Abstract

With the development of heterogeneous networks and video coding standards, multiresolution video applications over networks become important. It is critical to ensure the service quality of the network for time-sensitive video services. Worldwide Interoperability for Microwave Access (WIMAX) is a good candidate for delivering video signals because through WIMAX the delivery quality based on the quality-of-service (QoS) setting can be guaranteed. The selection of suitable QoS parameters is, however, not trivial for service users. Instead, what a video service user really concerns with is the video quality of presentation (QoP) which includes the video resolution, the fidelity, and the frame rate. In this paper, we present a quality control mechanism in multiresolution video coding structures over WIMAX networks and also investigate the relationship between QoP and QoS in end-to-end connections. Consequently, the video presentation quality can be simply mapped to the network requirements by a mapping table, and then the end-to-end QoS is achieved. We performed experiments with multiresolution MPEG coding over WIMAX networks. In addition to the QoP parameters, the video characteristics, such as, the picture activity and the video mobility, also affect the QoS significantly.

1. Introduction

With the development of heterogeneous networks, multiresolution video coding becomes desirable in various applications. It is important to provide a flexible scalable framework for multiresolution video services, where video resolution, quality, and network quality-of-service (QoS) parameters are determined according to the requirements of user equipment and network resources [14]. Worldwide Interoperability for Microwave Access (WIMAX) communication is suitable for supporting video delivery because it guarantees the service quality. The network control reserves adequate resources in the network to support video delivery based on QoS parameters, which, in general, includes the peak rate, the mean rate, the mean burst length, the delay, the jitter, the cell loss rate, and so forth [57]. A negotiation process may be involved in QoS parameter determination for efficient network resource utilization. As long as the video application requests a suitable set of QoS parameters, the network should be able to deliver the video signals with guaranteed quality [8].

A user could specify a set of QoS parameters satisfying the requirements of video quality before executing an application. The selection of suitable QoS parameters is, however, not trivia for video service users. The QoS must be set based on specific application programming interface (API) and transport mechanism provided by vendors.
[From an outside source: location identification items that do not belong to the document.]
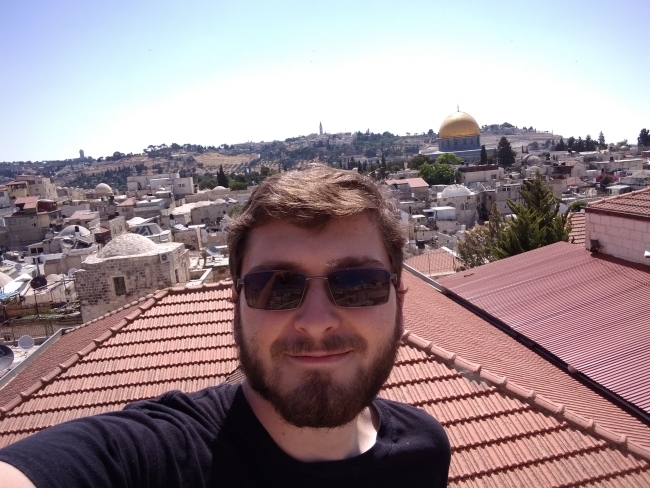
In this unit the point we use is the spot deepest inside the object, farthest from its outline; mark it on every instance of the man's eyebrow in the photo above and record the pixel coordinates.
(355, 262)
(276, 264)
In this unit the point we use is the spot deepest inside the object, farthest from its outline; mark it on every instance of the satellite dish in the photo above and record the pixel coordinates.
(6, 356)
(38, 282)
(212, 250)
(26, 342)
(67, 243)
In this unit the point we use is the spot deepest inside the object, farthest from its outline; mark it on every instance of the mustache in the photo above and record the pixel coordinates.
(333, 344)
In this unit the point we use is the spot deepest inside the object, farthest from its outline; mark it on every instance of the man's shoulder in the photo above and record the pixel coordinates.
(214, 401)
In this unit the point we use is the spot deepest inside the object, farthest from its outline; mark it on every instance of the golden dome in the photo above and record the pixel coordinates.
(459, 124)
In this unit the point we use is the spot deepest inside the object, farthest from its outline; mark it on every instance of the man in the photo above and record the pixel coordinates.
(316, 261)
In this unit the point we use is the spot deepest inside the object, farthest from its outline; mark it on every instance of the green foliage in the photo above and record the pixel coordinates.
(483, 161)
(438, 174)
(505, 154)
(416, 161)
(536, 222)
(235, 211)
(577, 206)
(449, 158)
(478, 246)
(222, 179)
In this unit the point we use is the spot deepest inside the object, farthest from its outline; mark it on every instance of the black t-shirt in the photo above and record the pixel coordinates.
(212, 438)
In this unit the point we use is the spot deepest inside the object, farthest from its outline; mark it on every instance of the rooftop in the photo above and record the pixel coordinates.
(591, 311)
(502, 432)
(634, 203)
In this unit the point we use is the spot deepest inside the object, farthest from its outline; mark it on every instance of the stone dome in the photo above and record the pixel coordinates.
(127, 245)
(5, 279)
(455, 191)
(69, 231)
(103, 189)
(459, 124)
(532, 160)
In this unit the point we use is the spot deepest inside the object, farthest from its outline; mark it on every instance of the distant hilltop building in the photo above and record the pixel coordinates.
(459, 134)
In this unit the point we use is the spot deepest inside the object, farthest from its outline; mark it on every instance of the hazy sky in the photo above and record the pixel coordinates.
(117, 76)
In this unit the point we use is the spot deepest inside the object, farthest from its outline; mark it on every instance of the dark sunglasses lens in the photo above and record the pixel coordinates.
(274, 290)
(359, 287)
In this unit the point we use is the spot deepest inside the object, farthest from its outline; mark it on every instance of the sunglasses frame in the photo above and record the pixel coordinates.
(392, 277)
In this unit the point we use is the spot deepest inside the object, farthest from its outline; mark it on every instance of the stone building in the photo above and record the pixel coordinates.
(127, 268)
(459, 134)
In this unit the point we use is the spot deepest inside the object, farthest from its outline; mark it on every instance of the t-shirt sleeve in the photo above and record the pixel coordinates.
(166, 442)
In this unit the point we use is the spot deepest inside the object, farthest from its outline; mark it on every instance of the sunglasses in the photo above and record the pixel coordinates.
(284, 290)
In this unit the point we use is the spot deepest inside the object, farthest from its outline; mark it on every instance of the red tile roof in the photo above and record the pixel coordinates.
(129, 202)
(176, 339)
(589, 310)
(502, 433)
(577, 221)
(412, 182)
(634, 203)
(438, 262)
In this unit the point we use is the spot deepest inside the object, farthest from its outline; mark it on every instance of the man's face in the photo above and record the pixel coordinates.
(319, 365)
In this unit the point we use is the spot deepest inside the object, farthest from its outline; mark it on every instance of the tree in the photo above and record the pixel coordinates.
(222, 179)
(438, 174)
(449, 158)
(505, 154)
(483, 155)
(416, 161)
(536, 222)
(478, 246)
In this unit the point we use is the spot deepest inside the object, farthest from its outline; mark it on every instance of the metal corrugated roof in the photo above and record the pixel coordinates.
(590, 310)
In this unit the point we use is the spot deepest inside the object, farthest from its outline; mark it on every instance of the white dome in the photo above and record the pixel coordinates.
(455, 191)
(126, 245)
(5, 279)
(103, 189)
(69, 231)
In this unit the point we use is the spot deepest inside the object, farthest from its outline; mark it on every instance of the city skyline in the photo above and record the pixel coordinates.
(119, 77)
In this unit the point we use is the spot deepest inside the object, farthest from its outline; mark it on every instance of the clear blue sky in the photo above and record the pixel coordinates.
(120, 75)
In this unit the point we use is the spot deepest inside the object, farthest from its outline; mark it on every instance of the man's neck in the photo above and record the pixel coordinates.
(309, 445)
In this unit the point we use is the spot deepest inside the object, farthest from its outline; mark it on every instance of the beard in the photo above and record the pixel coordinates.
(318, 401)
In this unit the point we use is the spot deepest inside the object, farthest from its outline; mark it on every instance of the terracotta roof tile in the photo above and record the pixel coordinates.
(634, 203)
(436, 263)
(563, 298)
(431, 314)
(502, 433)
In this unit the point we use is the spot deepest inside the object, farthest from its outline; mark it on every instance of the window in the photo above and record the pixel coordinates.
(120, 285)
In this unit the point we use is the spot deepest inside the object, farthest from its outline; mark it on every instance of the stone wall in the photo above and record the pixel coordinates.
(143, 274)
(625, 238)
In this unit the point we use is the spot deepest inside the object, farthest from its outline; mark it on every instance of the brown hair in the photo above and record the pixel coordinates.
(311, 197)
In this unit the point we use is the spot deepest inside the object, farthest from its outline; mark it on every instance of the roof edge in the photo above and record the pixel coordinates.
(540, 402)
(139, 307)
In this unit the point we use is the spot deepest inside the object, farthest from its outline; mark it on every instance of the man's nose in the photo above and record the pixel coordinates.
(317, 314)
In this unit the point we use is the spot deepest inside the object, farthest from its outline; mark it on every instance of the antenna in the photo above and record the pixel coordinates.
(26, 343)
(6, 357)
(38, 282)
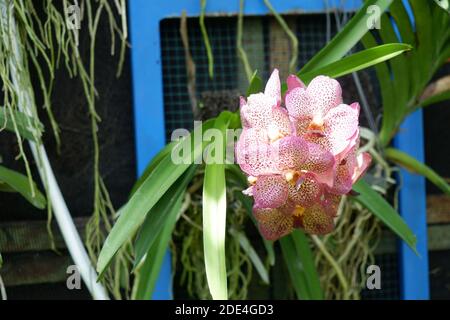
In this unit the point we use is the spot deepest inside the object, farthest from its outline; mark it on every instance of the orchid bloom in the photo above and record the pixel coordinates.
(300, 156)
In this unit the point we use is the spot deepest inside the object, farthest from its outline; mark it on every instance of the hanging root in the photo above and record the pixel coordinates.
(47, 42)
(188, 244)
(343, 256)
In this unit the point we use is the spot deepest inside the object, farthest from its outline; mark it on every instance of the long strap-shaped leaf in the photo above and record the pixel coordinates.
(370, 199)
(154, 238)
(345, 40)
(160, 215)
(156, 184)
(19, 183)
(299, 260)
(357, 61)
(214, 223)
(418, 167)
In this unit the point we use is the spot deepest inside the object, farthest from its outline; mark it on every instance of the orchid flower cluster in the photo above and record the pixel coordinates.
(300, 154)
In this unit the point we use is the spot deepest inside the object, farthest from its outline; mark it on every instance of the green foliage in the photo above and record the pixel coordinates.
(300, 262)
(12, 181)
(156, 197)
(357, 61)
(403, 79)
(417, 167)
(154, 236)
(372, 200)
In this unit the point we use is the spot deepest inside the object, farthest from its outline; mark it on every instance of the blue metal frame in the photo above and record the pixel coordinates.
(412, 201)
(145, 17)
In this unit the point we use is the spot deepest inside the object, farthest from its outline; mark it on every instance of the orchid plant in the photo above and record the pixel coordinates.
(297, 155)
(300, 158)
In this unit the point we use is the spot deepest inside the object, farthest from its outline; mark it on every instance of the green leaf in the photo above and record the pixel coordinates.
(168, 206)
(347, 38)
(153, 239)
(214, 224)
(250, 251)
(444, 4)
(26, 125)
(307, 259)
(234, 171)
(357, 61)
(148, 272)
(300, 262)
(214, 204)
(256, 84)
(295, 268)
(21, 184)
(418, 167)
(435, 99)
(386, 90)
(399, 66)
(152, 165)
(132, 215)
(373, 201)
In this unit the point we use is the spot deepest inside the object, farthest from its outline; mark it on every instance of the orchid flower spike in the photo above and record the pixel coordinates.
(300, 154)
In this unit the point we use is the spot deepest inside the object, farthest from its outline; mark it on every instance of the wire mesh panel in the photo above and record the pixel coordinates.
(265, 50)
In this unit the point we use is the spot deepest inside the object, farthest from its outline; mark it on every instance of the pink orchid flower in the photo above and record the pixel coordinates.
(300, 157)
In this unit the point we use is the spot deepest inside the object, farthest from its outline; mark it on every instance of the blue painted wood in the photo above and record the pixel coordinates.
(145, 17)
(414, 269)
(412, 201)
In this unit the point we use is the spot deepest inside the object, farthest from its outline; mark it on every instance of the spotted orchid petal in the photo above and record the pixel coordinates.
(320, 162)
(254, 154)
(341, 124)
(363, 161)
(294, 82)
(305, 191)
(326, 93)
(270, 191)
(316, 220)
(300, 159)
(274, 223)
(256, 112)
(292, 153)
(299, 103)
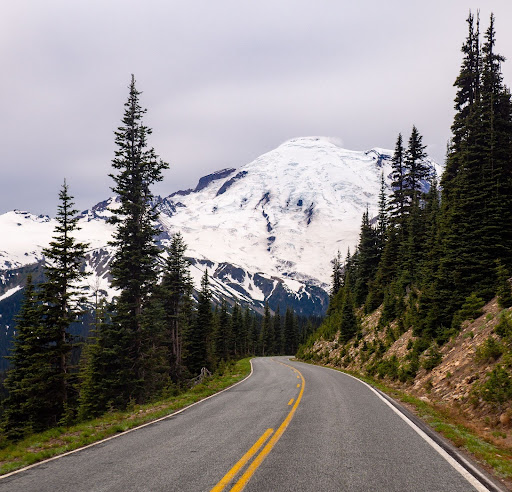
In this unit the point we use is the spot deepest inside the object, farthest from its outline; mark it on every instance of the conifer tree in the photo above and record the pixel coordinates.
(127, 341)
(382, 223)
(278, 333)
(239, 331)
(290, 333)
(200, 334)
(267, 338)
(397, 201)
(61, 304)
(27, 366)
(223, 337)
(176, 299)
(348, 314)
(367, 259)
(337, 274)
(504, 290)
(416, 168)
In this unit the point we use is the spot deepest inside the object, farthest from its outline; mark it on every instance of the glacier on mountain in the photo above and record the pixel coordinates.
(266, 231)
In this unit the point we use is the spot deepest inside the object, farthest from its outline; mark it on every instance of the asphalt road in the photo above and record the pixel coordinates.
(329, 432)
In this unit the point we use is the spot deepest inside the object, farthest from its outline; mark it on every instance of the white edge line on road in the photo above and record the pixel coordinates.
(125, 432)
(457, 466)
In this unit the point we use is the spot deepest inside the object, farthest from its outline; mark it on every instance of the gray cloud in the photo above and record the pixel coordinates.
(223, 82)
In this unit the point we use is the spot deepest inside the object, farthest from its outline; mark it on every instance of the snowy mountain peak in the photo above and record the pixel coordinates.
(266, 231)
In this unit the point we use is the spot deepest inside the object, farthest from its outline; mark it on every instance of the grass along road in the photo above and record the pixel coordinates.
(60, 440)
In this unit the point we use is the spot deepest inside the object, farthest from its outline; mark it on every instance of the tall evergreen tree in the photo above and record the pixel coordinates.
(416, 168)
(26, 377)
(367, 259)
(61, 304)
(397, 202)
(382, 223)
(224, 342)
(128, 340)
(200, 334)
(290, 333)
(176, 298)
(267, 338)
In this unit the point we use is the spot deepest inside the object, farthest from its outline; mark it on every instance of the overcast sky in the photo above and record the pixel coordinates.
(223, 82)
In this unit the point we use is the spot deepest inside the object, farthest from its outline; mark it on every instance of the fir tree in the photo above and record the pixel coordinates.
(176, 299)
(290, 333)
(267, 338)
(239, 332)
(367, 259)
(504, 290)
(397, 201)
(199, 337)
(127, 341)
(61, 300)
(278, 333)
(348, 315)
(337, 274)
(416, 168)
(224, 342)
(382, 223)
(26, 377)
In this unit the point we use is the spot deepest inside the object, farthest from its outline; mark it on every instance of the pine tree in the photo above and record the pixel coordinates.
(337, 274)
(127, 342)
(23, 404)
(267, 338)
(398, 201)
(61, 299)
(199, 336)
(348, 315)
(176, 299)
(382, 223)
(504, 290)
(224, 342)
(290, 333)
(476, 202)
(367, 259)
(416, 169)
(278, 333)
(239, 332)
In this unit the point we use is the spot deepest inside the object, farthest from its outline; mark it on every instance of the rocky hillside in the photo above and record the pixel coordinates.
(463, 377)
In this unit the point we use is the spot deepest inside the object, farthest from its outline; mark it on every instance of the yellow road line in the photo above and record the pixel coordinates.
(242, 482)
(243, 460)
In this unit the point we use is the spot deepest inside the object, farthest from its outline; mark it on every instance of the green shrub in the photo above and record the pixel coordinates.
(433, 358)
(504, 327)
(498, 387)
(388, 367)
(490, 350)
(471, 309)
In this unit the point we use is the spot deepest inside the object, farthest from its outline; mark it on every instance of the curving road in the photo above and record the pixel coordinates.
(288, 427)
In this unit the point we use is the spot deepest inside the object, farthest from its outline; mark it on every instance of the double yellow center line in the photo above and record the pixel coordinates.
(242, 481)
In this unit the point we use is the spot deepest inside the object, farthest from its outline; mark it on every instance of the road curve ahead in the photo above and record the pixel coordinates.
(288, 427)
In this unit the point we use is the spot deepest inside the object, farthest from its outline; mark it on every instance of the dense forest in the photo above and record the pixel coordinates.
(156, 337)
(432, 259)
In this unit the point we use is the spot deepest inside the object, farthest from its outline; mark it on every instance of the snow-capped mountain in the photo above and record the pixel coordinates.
(266, 231)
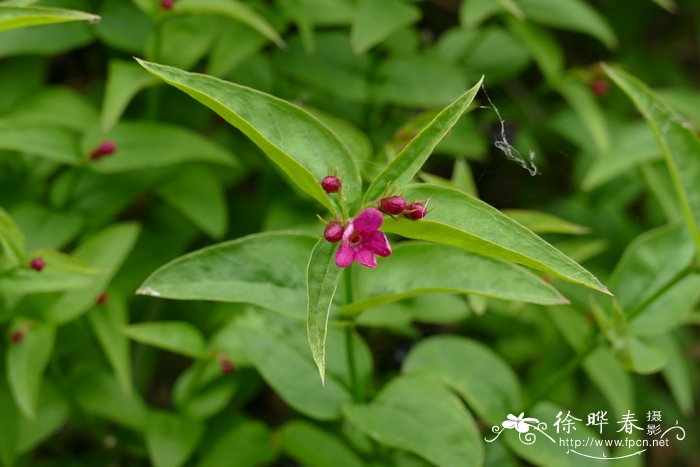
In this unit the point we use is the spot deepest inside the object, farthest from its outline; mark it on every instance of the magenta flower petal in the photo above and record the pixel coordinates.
(345, 255)
(368, 220)
(365, 257)
(377, 243)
An ordinary user may not have the knowledge on such network details. Instead, a user may only concern the size of the pictures, that is, the resolution, the video quality, that is, the PSNR, and the frame rate, defined as the quality-of-presentation (QoP) [9]. It is desirable to have a mechanism which shields video applications from the complexity of QoS management and control. It is also much easier to define the QoP parameters than the QoS parameters because QoP directly defines the quality of the user interface to viewers. In multiresolution video services, this approach becomes more important because of the existence of different QoS requirements [10, 11].

2. Multiresolution Video System Architecture

In 1993, the International Standard Organization (ISO) developed MPEG-2, a scalable coding method for moving pictures. The MPEG-2 test model 5 (TM-5) is used in the course of the research for comparison purposes [1]. The MPEG-2 scalability methods include SNR scalability, spatial scalability, and temporal scalability. Moreover, combinations of the basic scalability are also supported as hybrid scalability. In the case of basic scalability of MPEG-2 TM-5, two layers of video, referred as the lower layer and the enhancement layer, are allowed, whereas in hybrid scalability up to three layers are supported. However, owing to huge variations of video service quality with different network bandwidth and terminal equipment, the two or three layer schemes are still not adequate. A more flexible multiresolution scalable video coding structure may be needed.

The structure of a layered video coder is shown in Figure 1. The input signal is compressed into a number of discrete layers, arranged in a hierarchy that provides different quality for delivering across multiple network connections. In each input format, SNR scalability provides two quality services: basic quality service (lower quality) and enhanced quality service (higher quality). The input video is compressed to produce a set of different resolutions ranging from HDTV to QCIF and different output rates, for example, L1B and L1E. The encoding procedure of the base layer is identical to that of a nonscalable video coding. The input bit stream to the encoder of the enhancement layer is, however, the residual signal which is the quantization error in the base layer. The decoder modules, DB and DE, are capable of decoding base layer and enhancement layer bit strings, respectively. If only the base layer is received, the decoder DB produces the base quality video signals. If the decoder receives both layers, it combines the decoded signals of both layers to produce improved quality. In general, each additional enhancement layer produces an extra improvement in reconstruction quality.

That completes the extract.